Ellsworth Kelly, Black Yellow
Ellsworth Kelly
Black Yellow
1972
Lithograph
34 x 39 3/4 in.
Edition of 55
This piece is pencil signed and numbered.
About This Work:
Ellsworth Kelly assembles his art’s constitute parts until they cohere to some point of emotional or intellectual satisfaction, much like an architect does. Its goal is to have the viewer moved by the purely visual.
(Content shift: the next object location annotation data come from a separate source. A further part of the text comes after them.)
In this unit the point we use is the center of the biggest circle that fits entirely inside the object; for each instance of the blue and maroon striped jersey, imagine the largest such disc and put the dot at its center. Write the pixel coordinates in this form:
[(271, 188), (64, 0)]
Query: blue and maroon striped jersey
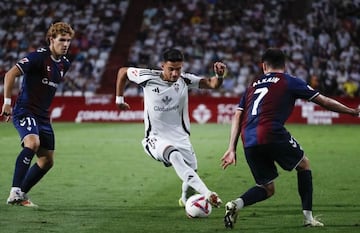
[(41, 77), (267, 103)]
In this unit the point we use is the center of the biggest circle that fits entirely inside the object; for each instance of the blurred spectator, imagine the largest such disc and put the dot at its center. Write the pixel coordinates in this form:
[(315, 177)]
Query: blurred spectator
[(95, 22), (317, 43)]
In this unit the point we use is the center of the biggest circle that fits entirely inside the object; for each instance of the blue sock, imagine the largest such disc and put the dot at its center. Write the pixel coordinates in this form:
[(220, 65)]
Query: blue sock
[(305, 189), (253, 195), (22, 165), (33, 176)]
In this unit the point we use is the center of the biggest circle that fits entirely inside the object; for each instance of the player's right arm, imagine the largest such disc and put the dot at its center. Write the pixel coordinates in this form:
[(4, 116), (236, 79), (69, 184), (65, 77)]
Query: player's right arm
[(120, 87), (9, 80), (335, 106), (229, 156)]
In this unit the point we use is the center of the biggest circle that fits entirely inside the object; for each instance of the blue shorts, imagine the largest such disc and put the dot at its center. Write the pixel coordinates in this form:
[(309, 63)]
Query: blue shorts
[(28, 124), (261, 159)]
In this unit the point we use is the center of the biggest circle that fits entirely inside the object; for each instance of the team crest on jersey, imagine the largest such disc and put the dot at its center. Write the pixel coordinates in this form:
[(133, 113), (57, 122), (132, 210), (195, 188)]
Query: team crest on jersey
[(166, 100), (176, 87), (135, 73), (24, 60)]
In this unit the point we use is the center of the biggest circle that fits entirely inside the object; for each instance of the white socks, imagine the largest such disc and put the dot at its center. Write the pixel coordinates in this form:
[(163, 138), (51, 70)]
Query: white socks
[(187, 174), (239, 203), (308, 214)]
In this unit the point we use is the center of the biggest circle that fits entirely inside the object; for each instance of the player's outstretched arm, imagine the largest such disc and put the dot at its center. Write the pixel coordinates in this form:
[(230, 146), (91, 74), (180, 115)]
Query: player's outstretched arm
[(229, 156), (335, 106), (217, 80), (120, 87), (9, 80)]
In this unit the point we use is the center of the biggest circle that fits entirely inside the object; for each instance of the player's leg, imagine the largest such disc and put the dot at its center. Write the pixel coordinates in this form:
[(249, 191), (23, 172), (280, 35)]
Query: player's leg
[(27, 128), (264, 172), (190, 159), (188, 175), (289, 156), (305, 189)]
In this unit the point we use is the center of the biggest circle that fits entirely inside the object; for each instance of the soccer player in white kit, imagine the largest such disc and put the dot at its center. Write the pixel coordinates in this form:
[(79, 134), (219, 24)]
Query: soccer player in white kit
[(166, 117)]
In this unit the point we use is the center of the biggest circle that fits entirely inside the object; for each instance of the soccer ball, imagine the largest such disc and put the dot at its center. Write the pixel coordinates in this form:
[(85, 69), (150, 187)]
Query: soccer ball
[(197, 206)]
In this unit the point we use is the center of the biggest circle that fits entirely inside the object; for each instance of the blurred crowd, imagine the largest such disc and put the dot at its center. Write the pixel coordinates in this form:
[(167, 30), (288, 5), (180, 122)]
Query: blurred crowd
[(322, 44), (24, 23)]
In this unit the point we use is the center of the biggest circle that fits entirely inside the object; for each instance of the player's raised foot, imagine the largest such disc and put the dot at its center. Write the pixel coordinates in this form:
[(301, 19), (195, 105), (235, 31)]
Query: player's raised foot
[(14, 197), (230, 214), (21, 199), (214, 199), (182, 203), (28, 203), (313, 223)]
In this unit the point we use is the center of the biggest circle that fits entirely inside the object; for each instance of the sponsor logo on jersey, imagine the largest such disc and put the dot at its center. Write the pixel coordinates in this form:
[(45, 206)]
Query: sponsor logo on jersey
[(49, 83), (24, 60), (157, 90), (166, 100)]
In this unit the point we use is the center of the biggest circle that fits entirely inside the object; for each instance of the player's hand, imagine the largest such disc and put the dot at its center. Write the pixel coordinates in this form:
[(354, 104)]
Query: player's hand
[(123, 106), (220, 69), (357, 112), (6, 112), (228, 158)]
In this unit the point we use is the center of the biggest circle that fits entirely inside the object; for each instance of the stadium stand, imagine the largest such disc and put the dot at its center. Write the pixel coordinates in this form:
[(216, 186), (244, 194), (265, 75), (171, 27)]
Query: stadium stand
[(24, 23), (320, 37)]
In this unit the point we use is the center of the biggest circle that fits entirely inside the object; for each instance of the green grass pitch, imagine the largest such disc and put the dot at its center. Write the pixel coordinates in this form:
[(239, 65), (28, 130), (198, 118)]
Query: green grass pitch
[(103, 182)]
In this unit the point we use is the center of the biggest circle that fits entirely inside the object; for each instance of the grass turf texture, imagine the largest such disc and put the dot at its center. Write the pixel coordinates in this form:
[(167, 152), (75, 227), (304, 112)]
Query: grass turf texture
[(102, 181)]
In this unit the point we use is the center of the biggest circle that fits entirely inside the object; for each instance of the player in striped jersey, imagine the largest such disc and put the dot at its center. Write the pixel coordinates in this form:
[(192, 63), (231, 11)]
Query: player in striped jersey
[(262, 112), (42, 72), (166, 118)]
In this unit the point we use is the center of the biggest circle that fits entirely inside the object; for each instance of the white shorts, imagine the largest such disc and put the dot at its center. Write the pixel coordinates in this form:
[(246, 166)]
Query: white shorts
[(160, 149)]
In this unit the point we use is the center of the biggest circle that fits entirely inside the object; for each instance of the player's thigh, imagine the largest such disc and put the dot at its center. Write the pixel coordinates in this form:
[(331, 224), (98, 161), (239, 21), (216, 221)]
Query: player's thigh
[(25, 125), (188, 154), (261, 164), (288, 155), (155, 147)]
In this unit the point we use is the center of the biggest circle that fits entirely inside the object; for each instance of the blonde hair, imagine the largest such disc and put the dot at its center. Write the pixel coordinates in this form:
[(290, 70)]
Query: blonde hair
[(59, 28)]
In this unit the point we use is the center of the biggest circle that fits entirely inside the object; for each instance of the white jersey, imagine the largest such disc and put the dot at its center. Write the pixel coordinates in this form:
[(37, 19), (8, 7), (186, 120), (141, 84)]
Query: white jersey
[(165, 103)]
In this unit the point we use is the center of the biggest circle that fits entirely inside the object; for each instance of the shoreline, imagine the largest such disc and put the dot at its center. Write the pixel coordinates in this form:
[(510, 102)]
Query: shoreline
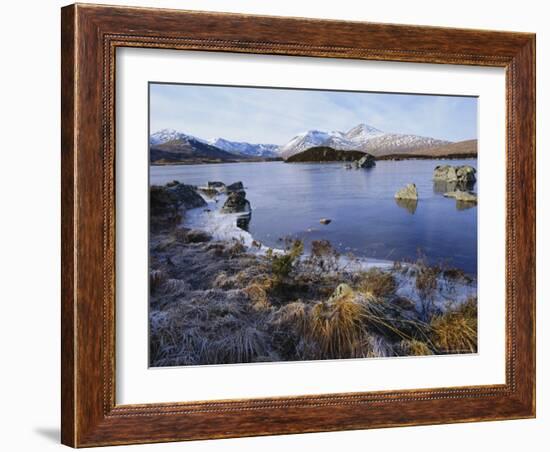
[(392, 157), (218, 296)]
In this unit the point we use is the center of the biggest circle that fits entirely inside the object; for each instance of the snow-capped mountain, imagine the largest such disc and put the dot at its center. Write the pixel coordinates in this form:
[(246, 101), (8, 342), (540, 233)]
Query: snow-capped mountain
[(312, 138), (360, 138), (243, 148), (167, 135), (171, 146), (362, 132)]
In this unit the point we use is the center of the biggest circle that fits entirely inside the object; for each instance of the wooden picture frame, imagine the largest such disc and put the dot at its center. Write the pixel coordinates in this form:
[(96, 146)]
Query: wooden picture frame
[(90, 36)]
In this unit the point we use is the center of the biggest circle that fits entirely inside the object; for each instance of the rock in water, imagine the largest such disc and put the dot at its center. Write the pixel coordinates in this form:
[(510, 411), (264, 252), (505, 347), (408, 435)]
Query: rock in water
[(236, 202), (462, 196), (186, 195), (407, 192), (463, 175), (409, 205), (367, 161), (168, 203), (236, 186)]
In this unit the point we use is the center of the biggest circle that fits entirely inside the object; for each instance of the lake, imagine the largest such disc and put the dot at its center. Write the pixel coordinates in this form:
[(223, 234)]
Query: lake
[(289, 199)]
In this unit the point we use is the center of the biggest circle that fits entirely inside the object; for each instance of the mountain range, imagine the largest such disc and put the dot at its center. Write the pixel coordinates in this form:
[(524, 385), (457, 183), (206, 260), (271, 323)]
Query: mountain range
[(169, 145)]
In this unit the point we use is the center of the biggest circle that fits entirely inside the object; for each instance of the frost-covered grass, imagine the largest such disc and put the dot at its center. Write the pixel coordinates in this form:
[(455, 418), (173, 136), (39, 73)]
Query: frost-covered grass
[(217, 301)]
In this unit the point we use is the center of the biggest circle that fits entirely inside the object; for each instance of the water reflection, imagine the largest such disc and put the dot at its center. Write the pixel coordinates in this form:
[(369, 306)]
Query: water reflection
[(408, 204)]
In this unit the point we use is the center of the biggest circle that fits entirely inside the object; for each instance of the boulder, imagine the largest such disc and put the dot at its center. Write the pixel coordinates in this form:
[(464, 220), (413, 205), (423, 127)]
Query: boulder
[(463, 175), (236, 202), (367, 161), (207, 191), (186, 196), (409, 205), (407, 192), (462, 196), (197, 236), (236, 186)]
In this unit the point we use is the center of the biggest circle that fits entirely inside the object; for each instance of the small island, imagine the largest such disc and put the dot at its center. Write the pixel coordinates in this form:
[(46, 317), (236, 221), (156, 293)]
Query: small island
[(325, 154)]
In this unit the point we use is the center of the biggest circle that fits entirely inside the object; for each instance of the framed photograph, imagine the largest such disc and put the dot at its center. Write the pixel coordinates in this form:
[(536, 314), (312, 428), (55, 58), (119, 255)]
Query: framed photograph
[(281, 225)]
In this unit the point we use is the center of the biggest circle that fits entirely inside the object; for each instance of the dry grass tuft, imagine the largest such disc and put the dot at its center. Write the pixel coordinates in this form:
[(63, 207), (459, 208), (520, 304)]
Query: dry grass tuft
[(456, 330), (414, 347), (338, 326), (258, 296), (156, 279)]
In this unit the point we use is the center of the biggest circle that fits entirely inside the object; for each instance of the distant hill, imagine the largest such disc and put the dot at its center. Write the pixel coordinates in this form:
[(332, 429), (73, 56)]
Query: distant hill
[(460, 149), (243, 148), (324, 154), (362, 137), (187, 149)]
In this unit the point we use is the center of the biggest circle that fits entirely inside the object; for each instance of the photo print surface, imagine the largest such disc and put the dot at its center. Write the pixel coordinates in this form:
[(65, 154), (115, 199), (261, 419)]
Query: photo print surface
[(298, 225)]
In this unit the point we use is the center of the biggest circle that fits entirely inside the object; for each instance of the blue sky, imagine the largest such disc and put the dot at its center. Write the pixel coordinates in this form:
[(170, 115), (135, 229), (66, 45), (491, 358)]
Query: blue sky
[(262, 115)]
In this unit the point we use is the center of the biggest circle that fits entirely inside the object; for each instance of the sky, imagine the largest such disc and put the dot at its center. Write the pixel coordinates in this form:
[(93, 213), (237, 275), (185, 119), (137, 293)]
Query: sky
[(275, 116)]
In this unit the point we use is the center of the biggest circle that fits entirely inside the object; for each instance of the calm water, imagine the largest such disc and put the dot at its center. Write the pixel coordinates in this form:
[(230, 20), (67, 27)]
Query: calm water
[(289, 199)]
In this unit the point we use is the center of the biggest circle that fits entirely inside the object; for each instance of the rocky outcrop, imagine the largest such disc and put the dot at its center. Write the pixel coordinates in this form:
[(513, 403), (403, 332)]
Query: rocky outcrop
[(197, 236), (168, 203), (236, 202), (367, 161), (463, 175), (236, 186), (409, 205), (462, 196), (186, 195), (407, 192)]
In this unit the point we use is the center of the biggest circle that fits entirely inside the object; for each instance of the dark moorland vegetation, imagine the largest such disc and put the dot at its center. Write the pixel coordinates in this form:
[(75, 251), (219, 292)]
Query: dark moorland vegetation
[(215, 302), (325, 154)]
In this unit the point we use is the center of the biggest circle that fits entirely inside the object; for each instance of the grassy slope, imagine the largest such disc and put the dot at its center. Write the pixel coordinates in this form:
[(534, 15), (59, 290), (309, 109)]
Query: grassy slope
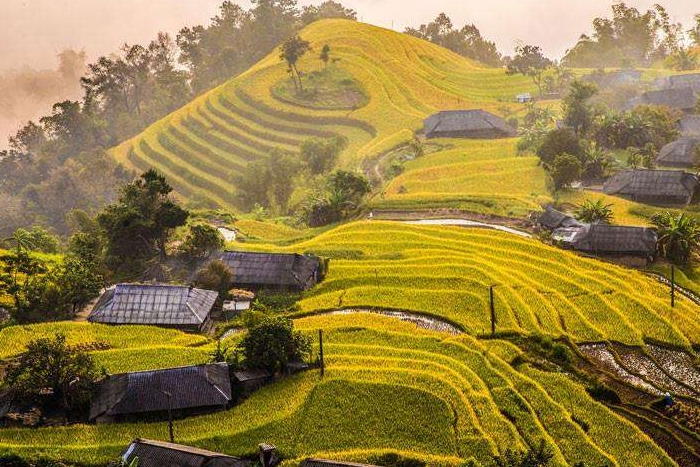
[(447, 271), (201, 145), (478, 175), (388, 386)]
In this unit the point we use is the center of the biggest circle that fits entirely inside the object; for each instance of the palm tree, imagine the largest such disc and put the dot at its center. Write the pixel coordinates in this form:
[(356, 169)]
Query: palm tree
[(594, 212), (679, 235)]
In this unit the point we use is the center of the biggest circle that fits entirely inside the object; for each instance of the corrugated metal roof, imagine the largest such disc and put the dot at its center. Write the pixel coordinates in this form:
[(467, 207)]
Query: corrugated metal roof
[(161, 454), (157, 304), (652, 183), (466, 120), (272, 269), (604, 238), (143, 391)]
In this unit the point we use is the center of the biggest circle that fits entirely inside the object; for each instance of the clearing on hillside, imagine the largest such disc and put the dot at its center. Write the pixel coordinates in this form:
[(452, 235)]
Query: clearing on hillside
[(202, 145)]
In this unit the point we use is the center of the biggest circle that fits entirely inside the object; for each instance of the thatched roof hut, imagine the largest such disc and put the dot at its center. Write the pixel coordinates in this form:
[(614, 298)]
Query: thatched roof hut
[(474, 123), (178, 389), (176, 306), (661, 187), (152, 453), (273, 271)]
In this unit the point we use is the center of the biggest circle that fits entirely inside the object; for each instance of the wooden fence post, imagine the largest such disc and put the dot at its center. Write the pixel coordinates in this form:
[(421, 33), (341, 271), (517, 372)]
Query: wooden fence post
[(320, 352), (493, 311)]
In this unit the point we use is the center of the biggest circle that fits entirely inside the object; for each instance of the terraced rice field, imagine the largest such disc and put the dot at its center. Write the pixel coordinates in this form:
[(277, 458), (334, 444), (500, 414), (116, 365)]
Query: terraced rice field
[(477, 175), (446, 271), (116, 348), (200, 146), (389, 387)]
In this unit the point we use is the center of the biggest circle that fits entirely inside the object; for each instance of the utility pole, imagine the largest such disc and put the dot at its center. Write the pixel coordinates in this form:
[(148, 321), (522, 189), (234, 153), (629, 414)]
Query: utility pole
[(493, 311), (673, 286), (170, 415), (320, 347)]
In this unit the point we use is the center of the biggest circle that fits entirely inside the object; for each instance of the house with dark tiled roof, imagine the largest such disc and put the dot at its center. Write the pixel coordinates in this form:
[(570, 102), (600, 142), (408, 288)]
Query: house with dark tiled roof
[(273, 271), (661, 187), (476, 123), (151, 453), (552, 219), (680, 153), (683, 99), (689, 80), (183, 390), (632, 245), (690, 126), (175, 306)]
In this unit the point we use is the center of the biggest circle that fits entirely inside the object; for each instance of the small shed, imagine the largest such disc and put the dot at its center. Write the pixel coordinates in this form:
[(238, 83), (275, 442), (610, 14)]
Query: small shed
[(690, 125), (552, 219), (273, 271), (476, 123), (153, 453), (174, 306), (679, 153), (523, 98), (661, 187), (683, 99), (245, 382), (188, 389), (636, 244)]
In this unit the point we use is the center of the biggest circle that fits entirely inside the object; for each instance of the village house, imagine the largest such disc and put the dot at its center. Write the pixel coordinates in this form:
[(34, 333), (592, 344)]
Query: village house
[(552, 219), (683, 99), (151, 453), (690, 125), (633, 246), (174, 306), (690, 80), (661, 187), (279, 272), (476, 123), (183, 390), (679, 153)]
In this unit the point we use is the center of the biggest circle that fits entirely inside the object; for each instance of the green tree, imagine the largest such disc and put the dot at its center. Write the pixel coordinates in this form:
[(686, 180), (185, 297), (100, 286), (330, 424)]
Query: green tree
[(272, 343), (683, 60), (560, 141), (217, 276), (529, 61), (320, 155), (138, 225), (594, 212), (565, 170), (49, 363), (678, 236), (578, 110), (325, 55), (291, 51), (201, 241)]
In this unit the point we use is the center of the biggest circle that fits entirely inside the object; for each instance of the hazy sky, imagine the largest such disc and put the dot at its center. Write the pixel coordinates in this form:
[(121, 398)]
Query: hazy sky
[(33, 31)]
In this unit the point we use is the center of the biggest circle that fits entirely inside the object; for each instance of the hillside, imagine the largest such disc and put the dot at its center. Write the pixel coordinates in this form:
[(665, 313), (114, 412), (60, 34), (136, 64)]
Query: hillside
[(390, 387), (446, 272), (200, 146)]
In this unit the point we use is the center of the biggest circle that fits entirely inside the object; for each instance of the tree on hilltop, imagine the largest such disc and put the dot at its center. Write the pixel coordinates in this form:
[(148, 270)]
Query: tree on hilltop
[(291, 51)]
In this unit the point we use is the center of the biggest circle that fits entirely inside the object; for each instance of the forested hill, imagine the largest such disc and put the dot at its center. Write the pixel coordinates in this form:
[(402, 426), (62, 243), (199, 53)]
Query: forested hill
[(375, 89)]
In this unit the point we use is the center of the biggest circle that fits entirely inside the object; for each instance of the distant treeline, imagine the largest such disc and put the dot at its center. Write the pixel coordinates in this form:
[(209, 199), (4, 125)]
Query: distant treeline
[(58, 164)]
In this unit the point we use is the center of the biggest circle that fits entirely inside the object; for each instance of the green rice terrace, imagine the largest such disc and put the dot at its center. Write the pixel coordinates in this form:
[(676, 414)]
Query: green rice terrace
[(200, 146), (444, 399)]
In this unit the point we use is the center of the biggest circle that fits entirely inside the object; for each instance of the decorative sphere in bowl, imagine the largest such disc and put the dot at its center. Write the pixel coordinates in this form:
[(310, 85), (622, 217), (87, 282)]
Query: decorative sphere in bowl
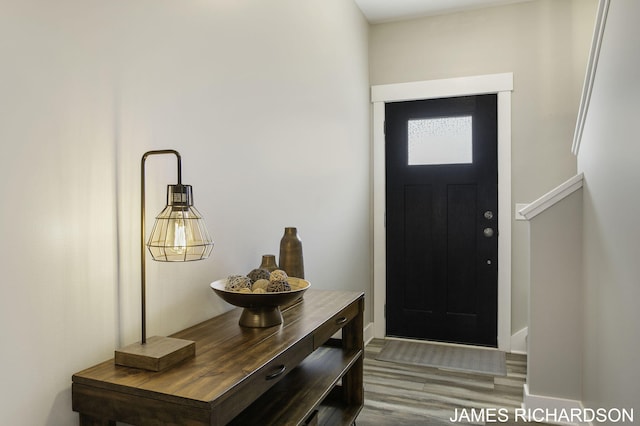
[(261, 309)]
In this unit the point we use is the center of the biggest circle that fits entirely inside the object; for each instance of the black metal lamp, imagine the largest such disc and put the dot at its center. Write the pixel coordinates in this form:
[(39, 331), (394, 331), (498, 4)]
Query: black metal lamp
[(179, 235)]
This work by Kelly is a perfect example of how the artist juxtaposes discrete colored shapes. The colors lead our eye around the image in a kind of syncopated dance without ever allowing the shape to pop forward or sink back into a recessional space. This print is a “tour de force of restrained geometry and exuberant color.”
About Ellsworth Kelly:
“I have worked to free shape from its ground, and then to work the shape so that it has a definite relationship to the space around it; so that it has a clarity and a measure within itself of its parts (angles, curves, edges and mass); and so that, with color and tonality, the shape finds its own space and always demands its freedom and separateness.”- Ellsworth Kelly
Ellsworth Kelly is an American painter, sculptor, and printmaker associated with Hard-edge painting, Color Field painting and the Minimalist school. His works demonstrate unassuming techniques emphasizing the simplicity of form.
Although Kelly can now be considered an essential innovator and contributor to the American abstraction art movement, he was not always seen in such a positive light. It was hard for many to find the connection between Kelly’s art and the dominant stylistic trends For Example, observing how light fragmented on the surface of water, he painted Seine (1950), made of black and white rectangles arranged by chance.
He created a new freedom of painterly expression. He began working in extremely large formats and explored the concepts of seriality and monochrome paintings. As a painter he worked in an exclusively abstract mode. By the late 1950s his painting stressed shape and planar masses (often assuming non-rectilinear formats). His work of this period also provided a useful bridge from the vanguard American geometric abstraction of the 1930s and early 1940s to the Minimalism and reductive art of the mid-1960s and 1970s.
Kelly has distilled his palette and introduced forms never before. He starts with a rectangular canvas that he carefully paints with many coats of white paint; a shaped canvas, usually painted in a single bright color, is placed on top. The quality of line seen in his paintings and in the form of his shaped canvases is very subtle. The use of form and shadow, as well as the construction and deconstruction of the visible implies perfection.